L’offerta al 5S è stata rifiutata, sia per il vergognoso comportamento di Grillo, sia per l’incapacità del Pd di battere strade diverse da quelle tradizionali. Eppure c’era stata la prova che queste strade esistevano e potevano essere seguite con successo: l’elezione dei presidenti di Camera e Senato ne era stata la dimostrazione evidente, la dimostrazione che uscendo dagli schemi logori della tradizione si potevano ottenere risultati positivi per il paese e per la coalizione di sinistra. Inutile riesaminare ora le tante possibilità di trovare soluzioni analoghe per gli altri problemi che via via potevano essere affrontati. Basti dire che ci sarebbero state e che non avrebbero comportato necessariamente la rinuncia di Bersani alla premiership.

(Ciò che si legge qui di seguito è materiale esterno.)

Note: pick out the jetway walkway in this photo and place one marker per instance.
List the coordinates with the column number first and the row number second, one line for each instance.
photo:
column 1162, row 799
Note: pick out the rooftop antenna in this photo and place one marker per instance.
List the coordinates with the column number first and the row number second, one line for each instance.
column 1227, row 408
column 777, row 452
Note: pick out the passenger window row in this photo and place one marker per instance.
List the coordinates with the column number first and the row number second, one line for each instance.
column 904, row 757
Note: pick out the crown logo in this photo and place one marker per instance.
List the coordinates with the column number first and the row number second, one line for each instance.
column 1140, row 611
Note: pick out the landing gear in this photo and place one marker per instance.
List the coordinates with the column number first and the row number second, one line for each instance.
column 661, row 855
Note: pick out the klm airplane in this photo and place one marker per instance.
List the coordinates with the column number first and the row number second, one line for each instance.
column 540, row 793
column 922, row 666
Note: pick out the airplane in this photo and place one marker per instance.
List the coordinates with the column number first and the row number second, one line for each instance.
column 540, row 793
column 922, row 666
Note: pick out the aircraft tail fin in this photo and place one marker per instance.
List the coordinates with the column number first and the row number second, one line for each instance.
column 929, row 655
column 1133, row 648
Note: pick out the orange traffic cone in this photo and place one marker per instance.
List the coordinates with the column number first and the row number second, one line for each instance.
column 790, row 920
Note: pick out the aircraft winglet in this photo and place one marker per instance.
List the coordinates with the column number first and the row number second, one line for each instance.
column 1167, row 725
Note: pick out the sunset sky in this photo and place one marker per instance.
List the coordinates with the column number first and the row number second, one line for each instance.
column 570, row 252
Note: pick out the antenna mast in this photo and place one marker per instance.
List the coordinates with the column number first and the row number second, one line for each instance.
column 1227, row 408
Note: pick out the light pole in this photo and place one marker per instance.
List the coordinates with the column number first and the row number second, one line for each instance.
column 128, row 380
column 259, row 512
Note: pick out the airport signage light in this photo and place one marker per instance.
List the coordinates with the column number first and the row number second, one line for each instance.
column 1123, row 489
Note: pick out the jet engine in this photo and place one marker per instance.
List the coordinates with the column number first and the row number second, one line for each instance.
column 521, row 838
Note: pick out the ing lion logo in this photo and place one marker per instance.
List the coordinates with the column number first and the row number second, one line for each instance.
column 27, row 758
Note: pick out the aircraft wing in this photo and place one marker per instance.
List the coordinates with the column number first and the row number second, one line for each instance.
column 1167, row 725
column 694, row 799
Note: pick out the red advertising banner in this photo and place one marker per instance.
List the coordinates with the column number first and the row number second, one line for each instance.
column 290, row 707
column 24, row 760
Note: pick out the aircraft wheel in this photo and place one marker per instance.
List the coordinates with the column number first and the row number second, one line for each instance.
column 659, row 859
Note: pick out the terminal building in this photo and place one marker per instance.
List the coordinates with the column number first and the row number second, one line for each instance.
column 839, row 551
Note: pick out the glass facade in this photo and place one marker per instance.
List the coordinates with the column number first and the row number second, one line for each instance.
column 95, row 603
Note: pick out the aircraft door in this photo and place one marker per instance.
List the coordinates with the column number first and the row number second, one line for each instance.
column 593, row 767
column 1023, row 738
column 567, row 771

Certo, ha pesato non poco anche la testarda convinzione di Giorgio Napolitano di dover essere il garante non della Costituzione, ma di tutte le forze politiche “tradizionali” – senza considerare che una di esse coincide con gli interessi personali di un malfattore – e la sua palese avversione al 5S. Napolitano ci ha messo 50 anni a capire che aveva sbagliato sull’invasione dell’Ungheria: gli auguriamo di viverne ancora almeno altrettanti in modo da rendersi conto di quale madornale errore abbia compiuto.

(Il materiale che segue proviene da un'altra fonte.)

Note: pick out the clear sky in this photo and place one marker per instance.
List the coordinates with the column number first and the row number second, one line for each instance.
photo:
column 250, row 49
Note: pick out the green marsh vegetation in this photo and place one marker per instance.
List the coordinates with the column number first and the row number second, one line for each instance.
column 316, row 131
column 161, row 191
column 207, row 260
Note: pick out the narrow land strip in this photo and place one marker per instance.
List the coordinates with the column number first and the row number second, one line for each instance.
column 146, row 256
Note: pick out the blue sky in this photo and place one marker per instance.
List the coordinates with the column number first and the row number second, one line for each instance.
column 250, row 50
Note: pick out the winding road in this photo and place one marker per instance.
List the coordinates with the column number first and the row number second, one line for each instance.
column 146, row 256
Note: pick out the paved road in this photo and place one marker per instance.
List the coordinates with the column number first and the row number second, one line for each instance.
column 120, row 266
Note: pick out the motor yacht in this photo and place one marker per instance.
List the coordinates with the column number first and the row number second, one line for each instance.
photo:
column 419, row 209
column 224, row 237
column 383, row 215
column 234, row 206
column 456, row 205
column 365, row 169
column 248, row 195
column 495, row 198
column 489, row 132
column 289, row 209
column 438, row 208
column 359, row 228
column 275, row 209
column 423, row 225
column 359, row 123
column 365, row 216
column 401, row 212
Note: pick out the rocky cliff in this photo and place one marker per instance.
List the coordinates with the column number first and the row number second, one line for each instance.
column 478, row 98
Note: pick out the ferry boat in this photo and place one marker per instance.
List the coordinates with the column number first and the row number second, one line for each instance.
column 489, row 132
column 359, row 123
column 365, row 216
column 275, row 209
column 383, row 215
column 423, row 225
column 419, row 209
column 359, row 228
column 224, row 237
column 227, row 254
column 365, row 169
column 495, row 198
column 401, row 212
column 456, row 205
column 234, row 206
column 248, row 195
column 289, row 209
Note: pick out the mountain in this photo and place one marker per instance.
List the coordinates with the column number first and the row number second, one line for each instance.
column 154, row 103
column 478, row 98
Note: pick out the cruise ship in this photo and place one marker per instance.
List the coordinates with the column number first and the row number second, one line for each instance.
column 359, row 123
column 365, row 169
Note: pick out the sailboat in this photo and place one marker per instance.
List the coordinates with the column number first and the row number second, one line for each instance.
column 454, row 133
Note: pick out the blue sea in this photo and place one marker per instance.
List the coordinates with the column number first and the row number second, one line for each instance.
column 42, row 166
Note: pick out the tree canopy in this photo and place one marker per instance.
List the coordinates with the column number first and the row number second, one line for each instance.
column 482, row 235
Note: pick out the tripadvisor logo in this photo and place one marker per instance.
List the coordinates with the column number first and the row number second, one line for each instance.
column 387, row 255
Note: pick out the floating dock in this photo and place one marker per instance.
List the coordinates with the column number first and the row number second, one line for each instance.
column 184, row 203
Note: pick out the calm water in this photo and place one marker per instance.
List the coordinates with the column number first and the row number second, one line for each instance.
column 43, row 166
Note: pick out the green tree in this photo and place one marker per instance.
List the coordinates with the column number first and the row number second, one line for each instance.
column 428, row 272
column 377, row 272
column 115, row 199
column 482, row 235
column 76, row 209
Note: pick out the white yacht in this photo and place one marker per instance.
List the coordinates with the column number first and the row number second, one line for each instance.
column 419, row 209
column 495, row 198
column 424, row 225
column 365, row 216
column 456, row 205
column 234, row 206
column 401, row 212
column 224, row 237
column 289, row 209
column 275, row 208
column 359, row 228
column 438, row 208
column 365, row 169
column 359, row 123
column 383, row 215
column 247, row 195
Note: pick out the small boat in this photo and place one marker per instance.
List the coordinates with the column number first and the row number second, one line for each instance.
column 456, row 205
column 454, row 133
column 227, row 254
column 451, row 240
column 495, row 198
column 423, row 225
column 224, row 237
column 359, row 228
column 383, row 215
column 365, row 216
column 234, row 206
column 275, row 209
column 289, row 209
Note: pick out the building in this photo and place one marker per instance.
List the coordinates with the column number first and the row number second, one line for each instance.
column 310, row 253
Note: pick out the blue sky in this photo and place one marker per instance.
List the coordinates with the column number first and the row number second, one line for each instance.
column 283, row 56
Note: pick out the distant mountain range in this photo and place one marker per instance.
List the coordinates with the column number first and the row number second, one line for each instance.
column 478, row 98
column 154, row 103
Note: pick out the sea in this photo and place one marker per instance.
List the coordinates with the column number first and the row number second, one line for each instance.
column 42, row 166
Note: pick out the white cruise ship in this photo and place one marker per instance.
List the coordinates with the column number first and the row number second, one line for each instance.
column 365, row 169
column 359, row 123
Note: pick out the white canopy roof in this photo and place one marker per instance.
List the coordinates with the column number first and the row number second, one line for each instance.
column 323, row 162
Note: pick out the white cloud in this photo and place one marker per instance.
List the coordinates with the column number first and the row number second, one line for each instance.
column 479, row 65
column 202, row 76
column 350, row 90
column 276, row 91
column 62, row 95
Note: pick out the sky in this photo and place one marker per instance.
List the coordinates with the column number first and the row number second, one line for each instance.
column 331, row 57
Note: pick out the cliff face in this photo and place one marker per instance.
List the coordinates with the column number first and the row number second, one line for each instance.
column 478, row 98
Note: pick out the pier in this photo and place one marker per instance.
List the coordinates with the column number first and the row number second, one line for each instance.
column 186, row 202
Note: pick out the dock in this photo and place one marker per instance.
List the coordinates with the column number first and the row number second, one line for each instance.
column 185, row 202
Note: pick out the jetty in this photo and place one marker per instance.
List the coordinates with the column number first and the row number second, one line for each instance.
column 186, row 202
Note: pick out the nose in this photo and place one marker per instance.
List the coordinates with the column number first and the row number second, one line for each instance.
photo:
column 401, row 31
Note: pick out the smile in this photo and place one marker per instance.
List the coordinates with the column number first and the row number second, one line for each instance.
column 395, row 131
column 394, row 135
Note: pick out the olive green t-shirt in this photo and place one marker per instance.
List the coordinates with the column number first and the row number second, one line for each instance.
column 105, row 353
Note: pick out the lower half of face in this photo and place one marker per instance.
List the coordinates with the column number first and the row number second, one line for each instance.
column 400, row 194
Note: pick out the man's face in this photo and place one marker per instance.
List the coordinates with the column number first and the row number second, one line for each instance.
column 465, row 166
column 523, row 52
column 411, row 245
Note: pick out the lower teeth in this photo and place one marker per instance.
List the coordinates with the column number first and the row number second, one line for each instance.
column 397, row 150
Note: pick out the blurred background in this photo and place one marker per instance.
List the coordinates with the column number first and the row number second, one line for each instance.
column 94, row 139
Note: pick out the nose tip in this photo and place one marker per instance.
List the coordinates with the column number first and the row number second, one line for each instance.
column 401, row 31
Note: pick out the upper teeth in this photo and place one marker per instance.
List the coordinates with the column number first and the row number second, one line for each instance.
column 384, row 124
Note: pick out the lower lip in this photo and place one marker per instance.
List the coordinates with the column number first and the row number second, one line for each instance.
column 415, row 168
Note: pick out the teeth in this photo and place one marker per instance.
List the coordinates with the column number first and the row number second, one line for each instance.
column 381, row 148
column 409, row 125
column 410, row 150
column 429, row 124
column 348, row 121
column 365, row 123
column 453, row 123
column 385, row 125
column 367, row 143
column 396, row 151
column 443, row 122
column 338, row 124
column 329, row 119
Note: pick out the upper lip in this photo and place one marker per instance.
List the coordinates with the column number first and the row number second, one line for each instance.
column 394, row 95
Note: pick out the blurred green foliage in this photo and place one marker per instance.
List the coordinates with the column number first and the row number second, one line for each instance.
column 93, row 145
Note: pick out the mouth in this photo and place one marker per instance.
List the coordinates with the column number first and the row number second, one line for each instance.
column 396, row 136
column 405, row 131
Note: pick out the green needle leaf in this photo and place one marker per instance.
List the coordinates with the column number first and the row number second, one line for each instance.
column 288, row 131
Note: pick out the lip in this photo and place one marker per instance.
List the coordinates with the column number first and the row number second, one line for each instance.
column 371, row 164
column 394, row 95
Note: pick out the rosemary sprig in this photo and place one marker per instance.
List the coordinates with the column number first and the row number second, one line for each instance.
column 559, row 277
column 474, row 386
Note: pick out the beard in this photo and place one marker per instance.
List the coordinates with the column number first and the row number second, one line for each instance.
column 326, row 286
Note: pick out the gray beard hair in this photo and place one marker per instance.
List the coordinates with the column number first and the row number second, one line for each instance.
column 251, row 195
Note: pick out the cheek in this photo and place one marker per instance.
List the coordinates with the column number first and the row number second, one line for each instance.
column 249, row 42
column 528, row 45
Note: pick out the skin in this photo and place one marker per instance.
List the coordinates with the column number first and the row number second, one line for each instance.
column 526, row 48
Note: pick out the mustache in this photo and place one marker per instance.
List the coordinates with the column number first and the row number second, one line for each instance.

Fatto sta che, grazie alla protervia di Grillo, all’insufficienza del Pd e all’ottusità di Napolitano, la situazione è entrata in stallo. Ma dallo stallo si sarebbe ancora potuti uscire con l’elezione del nuovo presidente della Repubblica. Il Pd poteva convergere su Rodotà e la situazione si sarebbe riaperta. Avrebbe dovuto farlo subito, ascoltando gli appelli degli intellettuali e i desideri della stragrande maggioranza del suo elettorato. Ma anche dopo gli ennesimi errori – dalla proposta di Marini in poi – e anche dopo aver verificato le lacerazioni del partito, avrebbe avuto un’ultima possibilità. Un presidente “condiviso”? La scelta era se condividerlo con i circa 9 milioni di voti di Pdl e Lega o con i circa 9 milioni di voti del M5S. La riconferma di Napolitano è stata una resa: ma se si doveva arrendere il Pd poteva almeno farlo dalla parte giusta. Le foto scattate subito dopo la rielezione (che riproduciamo in questa pagina) rendono inutile ogni speculazione su chi abbia vinto e chi abbia perso in questa partita.
E adesso? Adesso niente: un uovo rotto non si ripara, bisogna aspettare di farne un altro. Avremo un “governissi-cchio”, che proseguirà nella politica sbagliata e conservatrice ma soprattutto salverà Berlusconi, per il quale si riapre un luminoso avvenire speculare a quello disastroso delle forze (?) progressiste. Questa ennesima sconfitta storica viene da lontano. Viene dalla pretesa che destra e sinistra fossero concetti obsoleti ormai inutili nel mondo moderno. Una scempiaggine: non è questione di terminologia, né di tradizioni più o meno lontane nel passato. In qualunque mondo e in qualunque situazione ci saranno sempre delle politiche che esaltano l’individualismo a scapito della solidarietà, l’efficienza a vantaggio di pochi contro la ricerca di un equilibrio sociale che allarghi il più possibile il benessere. Si può chiamarle come si vuole, anche se destra e sinistra rimangono definizioni efficaci. Un partito che non voglia fare la fine del Pd dovrebbe ricominciare da qui, dall’affermare che chi non riconosce questo ha un’opinione del tutto legittima, ma è bene che la persegua altrove.